According to a 1978 Louisiana management law, the sites used by oil companies must be “eliminated, reveled, detoxified and otherwise restored as possible at their original state” After the end of the projects of the companies, the reports of the Associated Press.
The parish in the south-eastern Louisiana of Louisiana de Plaquemines filed the prosecution against Chevron in 2013, asking for $ 2.6 billion in damages at the time. The parish has 20 additional pending cases against other oil companies.
On Friday, the jury granted various Platemines remuneration, including $ 575 million for the loss of land, $ 161 million for contamination – as well as $ 8.6 million for abandoned equipment.
Addressing the jurors, Jimmy Faircloth Jr, a lawyer representing the state of Louisiana, said that Chevron had declared that the parish of Platemines was not worth preserving, reported the Associated Press.
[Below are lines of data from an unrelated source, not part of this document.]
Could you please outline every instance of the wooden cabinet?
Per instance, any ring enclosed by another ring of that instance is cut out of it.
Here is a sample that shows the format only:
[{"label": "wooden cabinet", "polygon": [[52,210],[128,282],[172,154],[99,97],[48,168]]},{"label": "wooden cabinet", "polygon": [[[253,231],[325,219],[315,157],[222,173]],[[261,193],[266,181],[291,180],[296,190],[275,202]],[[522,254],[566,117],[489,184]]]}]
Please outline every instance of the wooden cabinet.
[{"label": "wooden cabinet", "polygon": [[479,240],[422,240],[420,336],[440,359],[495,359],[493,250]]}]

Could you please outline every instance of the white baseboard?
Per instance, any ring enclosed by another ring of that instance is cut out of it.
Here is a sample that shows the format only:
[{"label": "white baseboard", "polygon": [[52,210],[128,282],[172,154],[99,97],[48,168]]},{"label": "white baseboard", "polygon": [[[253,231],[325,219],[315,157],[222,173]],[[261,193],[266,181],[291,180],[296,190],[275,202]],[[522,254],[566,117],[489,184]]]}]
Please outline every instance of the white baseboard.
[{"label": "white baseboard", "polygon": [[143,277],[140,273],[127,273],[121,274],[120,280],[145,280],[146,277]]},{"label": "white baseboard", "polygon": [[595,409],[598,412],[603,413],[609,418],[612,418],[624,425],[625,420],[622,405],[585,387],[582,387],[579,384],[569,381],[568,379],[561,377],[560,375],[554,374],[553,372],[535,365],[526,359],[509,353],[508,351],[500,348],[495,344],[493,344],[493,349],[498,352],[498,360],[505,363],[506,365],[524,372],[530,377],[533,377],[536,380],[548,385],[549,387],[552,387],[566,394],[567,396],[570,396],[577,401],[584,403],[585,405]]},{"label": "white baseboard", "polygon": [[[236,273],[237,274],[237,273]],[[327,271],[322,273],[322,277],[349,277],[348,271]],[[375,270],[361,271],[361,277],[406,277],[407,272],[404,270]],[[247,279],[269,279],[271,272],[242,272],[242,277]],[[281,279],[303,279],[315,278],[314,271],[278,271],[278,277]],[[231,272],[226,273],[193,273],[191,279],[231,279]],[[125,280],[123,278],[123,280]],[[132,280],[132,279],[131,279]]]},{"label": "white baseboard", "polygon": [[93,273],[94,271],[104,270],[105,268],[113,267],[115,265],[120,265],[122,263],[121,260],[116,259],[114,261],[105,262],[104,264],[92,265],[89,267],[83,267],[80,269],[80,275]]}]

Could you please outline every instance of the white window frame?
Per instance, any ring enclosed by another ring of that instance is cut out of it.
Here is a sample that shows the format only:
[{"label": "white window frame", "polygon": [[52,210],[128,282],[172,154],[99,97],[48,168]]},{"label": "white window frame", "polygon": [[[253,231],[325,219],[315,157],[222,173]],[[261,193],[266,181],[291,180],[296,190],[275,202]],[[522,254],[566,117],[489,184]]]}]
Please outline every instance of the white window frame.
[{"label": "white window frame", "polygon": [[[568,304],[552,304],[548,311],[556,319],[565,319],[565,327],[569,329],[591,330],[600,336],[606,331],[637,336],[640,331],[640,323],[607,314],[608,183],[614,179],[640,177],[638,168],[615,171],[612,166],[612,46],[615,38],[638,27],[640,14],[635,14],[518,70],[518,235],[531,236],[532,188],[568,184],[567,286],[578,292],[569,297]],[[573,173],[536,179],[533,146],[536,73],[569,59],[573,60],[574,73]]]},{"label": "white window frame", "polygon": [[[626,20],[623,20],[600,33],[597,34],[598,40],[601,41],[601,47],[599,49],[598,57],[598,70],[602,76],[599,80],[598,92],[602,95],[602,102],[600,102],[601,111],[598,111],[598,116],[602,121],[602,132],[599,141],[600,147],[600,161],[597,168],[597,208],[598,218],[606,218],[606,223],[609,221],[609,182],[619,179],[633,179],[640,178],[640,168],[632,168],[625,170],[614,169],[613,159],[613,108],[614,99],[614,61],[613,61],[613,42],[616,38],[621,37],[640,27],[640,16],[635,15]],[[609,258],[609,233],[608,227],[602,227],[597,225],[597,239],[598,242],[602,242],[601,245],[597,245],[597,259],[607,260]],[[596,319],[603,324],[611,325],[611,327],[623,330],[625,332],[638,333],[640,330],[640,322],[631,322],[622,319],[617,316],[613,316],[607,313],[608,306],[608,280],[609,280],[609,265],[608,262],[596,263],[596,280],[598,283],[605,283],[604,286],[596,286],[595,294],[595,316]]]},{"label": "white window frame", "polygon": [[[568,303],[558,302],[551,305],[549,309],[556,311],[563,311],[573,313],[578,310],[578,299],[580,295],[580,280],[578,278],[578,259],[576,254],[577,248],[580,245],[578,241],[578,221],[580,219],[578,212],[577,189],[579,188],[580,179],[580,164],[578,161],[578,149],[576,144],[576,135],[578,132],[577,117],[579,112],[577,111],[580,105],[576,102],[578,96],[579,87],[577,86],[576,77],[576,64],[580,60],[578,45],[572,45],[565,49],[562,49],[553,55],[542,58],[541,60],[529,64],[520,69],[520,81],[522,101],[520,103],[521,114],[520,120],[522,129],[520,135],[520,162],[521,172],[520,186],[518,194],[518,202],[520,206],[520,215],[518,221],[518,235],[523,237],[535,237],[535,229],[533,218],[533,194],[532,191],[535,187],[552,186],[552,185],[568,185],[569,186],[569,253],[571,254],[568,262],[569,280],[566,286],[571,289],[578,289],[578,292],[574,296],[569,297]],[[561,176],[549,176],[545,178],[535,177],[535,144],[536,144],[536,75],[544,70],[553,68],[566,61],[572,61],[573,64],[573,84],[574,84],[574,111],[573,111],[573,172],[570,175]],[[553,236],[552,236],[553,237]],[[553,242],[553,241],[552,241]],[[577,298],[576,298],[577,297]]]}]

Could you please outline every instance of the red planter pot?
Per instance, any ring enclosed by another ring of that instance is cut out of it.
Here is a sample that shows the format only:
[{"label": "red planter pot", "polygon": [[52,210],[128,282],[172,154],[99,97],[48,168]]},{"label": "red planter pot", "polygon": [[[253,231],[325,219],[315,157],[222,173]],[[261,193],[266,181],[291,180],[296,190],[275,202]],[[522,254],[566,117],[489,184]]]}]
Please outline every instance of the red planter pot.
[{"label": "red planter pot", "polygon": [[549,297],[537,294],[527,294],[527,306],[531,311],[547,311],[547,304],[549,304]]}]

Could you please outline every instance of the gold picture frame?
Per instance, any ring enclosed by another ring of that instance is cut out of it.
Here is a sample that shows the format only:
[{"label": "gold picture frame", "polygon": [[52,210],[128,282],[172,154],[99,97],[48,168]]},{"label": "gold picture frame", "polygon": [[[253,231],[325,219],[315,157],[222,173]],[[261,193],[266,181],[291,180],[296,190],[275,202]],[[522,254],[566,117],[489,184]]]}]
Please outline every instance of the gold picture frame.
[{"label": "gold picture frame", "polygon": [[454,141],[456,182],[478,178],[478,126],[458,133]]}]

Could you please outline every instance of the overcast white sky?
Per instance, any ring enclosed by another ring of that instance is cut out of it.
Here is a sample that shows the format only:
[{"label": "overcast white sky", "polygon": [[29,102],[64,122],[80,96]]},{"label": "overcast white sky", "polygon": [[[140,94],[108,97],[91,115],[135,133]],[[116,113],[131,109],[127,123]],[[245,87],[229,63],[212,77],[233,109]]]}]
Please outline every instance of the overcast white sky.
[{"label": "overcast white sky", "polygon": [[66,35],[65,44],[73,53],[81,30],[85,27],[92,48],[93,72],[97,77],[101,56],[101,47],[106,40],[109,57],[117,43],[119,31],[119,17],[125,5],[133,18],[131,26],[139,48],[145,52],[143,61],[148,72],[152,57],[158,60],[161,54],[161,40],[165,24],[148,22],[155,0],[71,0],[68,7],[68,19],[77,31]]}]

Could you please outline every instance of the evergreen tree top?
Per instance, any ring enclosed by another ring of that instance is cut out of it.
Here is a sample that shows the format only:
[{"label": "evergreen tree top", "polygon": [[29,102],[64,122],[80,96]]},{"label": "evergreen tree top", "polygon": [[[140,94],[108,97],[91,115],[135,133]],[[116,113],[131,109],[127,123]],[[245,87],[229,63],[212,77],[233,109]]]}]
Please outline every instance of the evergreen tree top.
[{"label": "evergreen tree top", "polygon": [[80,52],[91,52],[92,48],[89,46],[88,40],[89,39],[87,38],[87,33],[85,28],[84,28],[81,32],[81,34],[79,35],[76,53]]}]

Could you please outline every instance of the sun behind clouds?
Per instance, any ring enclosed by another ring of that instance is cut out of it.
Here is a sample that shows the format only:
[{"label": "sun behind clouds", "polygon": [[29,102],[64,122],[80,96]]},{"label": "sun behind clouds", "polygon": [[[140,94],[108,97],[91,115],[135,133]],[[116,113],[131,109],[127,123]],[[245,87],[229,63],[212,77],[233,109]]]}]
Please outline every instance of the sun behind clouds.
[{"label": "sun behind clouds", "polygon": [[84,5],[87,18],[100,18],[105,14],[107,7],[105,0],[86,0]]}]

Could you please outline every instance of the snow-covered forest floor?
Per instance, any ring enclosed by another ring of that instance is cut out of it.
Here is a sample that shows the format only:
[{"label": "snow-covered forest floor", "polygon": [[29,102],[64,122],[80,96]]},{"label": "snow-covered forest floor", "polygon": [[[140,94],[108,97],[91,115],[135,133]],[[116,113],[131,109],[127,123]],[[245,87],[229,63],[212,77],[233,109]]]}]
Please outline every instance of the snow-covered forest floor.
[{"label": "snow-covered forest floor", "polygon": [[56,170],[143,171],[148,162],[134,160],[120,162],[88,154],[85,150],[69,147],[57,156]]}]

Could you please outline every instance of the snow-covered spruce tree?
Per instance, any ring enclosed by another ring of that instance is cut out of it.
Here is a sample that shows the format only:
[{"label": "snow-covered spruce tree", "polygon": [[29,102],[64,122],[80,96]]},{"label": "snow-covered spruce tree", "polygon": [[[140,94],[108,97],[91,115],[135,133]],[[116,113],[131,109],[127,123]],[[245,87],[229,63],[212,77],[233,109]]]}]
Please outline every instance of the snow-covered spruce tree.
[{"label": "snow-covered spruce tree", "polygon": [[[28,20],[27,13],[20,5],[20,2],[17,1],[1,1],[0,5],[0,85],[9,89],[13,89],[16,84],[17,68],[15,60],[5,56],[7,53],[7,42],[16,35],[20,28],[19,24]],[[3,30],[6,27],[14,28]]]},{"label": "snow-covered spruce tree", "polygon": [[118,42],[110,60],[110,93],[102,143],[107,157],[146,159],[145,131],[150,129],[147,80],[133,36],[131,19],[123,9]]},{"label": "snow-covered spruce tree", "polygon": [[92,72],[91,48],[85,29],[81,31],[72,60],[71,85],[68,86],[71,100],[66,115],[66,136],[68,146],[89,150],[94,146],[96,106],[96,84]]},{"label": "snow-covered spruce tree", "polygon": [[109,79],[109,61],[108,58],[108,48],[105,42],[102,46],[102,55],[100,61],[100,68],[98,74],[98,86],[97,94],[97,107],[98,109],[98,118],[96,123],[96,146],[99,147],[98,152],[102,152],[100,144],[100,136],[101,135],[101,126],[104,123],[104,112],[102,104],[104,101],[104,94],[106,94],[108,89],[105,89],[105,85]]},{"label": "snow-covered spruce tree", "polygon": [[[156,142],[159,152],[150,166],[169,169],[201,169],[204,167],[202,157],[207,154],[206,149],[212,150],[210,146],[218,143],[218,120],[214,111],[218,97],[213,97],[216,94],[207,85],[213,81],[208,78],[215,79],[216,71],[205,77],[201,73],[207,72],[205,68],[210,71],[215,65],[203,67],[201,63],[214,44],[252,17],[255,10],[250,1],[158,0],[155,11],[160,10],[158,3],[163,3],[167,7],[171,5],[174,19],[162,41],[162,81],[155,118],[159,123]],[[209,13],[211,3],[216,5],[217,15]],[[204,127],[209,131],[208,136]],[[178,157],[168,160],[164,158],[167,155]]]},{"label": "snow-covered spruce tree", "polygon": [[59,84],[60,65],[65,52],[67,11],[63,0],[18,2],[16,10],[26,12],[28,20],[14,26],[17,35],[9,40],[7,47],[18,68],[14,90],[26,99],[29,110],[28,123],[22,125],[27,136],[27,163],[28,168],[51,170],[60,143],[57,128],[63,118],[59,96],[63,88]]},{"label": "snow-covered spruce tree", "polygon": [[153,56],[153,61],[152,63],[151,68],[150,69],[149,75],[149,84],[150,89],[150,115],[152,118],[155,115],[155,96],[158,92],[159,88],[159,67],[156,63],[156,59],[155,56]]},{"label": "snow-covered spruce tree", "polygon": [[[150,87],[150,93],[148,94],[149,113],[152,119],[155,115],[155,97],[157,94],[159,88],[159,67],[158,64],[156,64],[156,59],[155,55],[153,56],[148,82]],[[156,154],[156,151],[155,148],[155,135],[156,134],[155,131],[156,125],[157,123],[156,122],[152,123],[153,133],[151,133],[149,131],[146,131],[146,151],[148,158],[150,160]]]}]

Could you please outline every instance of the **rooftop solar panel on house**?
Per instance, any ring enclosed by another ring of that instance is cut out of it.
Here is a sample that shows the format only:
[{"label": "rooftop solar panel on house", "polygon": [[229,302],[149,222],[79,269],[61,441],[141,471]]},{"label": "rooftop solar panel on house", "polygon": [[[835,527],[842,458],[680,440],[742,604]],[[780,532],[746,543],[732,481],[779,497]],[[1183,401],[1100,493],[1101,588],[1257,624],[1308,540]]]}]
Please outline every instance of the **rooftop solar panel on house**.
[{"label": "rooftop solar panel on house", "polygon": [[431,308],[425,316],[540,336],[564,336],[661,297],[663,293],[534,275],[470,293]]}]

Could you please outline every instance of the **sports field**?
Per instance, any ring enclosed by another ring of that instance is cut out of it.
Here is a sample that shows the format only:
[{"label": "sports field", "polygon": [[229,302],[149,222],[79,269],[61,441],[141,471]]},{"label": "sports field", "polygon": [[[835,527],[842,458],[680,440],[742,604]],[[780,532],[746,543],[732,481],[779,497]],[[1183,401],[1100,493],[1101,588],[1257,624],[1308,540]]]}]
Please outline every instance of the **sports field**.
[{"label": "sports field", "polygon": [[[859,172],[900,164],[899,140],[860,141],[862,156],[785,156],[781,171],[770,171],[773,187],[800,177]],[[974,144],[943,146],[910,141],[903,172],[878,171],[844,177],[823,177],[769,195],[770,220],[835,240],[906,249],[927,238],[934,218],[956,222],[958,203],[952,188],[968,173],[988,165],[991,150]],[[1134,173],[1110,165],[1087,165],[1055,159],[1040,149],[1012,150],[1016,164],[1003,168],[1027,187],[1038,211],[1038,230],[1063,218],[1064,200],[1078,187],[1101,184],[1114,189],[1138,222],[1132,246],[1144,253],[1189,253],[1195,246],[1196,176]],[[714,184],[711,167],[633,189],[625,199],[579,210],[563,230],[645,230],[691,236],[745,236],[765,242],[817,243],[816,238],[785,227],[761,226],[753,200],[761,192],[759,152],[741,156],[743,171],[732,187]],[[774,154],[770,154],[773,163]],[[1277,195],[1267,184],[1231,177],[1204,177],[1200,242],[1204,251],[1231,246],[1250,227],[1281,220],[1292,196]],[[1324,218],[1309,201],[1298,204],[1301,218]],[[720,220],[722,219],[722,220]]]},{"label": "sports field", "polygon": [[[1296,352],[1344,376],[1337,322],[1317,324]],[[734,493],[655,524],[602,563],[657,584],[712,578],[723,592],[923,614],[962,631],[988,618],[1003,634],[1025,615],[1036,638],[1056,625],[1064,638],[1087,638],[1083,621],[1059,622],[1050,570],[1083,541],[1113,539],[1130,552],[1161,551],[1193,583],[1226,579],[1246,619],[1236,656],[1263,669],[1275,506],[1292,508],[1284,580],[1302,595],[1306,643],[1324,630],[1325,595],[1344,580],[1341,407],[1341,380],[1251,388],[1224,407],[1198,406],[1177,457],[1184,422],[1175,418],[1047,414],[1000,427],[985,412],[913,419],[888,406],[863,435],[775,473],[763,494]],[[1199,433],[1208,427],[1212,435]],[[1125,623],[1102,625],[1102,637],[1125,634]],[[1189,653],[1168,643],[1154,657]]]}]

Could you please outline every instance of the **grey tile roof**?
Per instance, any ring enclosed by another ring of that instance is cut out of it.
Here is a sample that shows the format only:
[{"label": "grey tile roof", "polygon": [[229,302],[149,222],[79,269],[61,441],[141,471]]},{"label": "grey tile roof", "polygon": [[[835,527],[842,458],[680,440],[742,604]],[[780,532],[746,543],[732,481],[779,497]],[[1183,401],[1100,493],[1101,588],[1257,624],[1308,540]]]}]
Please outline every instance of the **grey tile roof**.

“Our communities are built on the coast, our families raised on the coast, our children go to school on the coast,” he said. He added: “The state of Louisiana will not return the coast. It is for the good of the state that the coast is maintained.”
According to the State Protection and Coastal Restoration Authority, Louisiana could lose up to an additional 3,000 miles over the next 50 years.
Phillips said Chevron was “not the cause of loss of land” in the plaquens. He said that the law does not apply to “the conduct that occurred from decades before the promulgation of the law”.
Phillips described the decision as “unfair”, saying that there were “many legal errors”.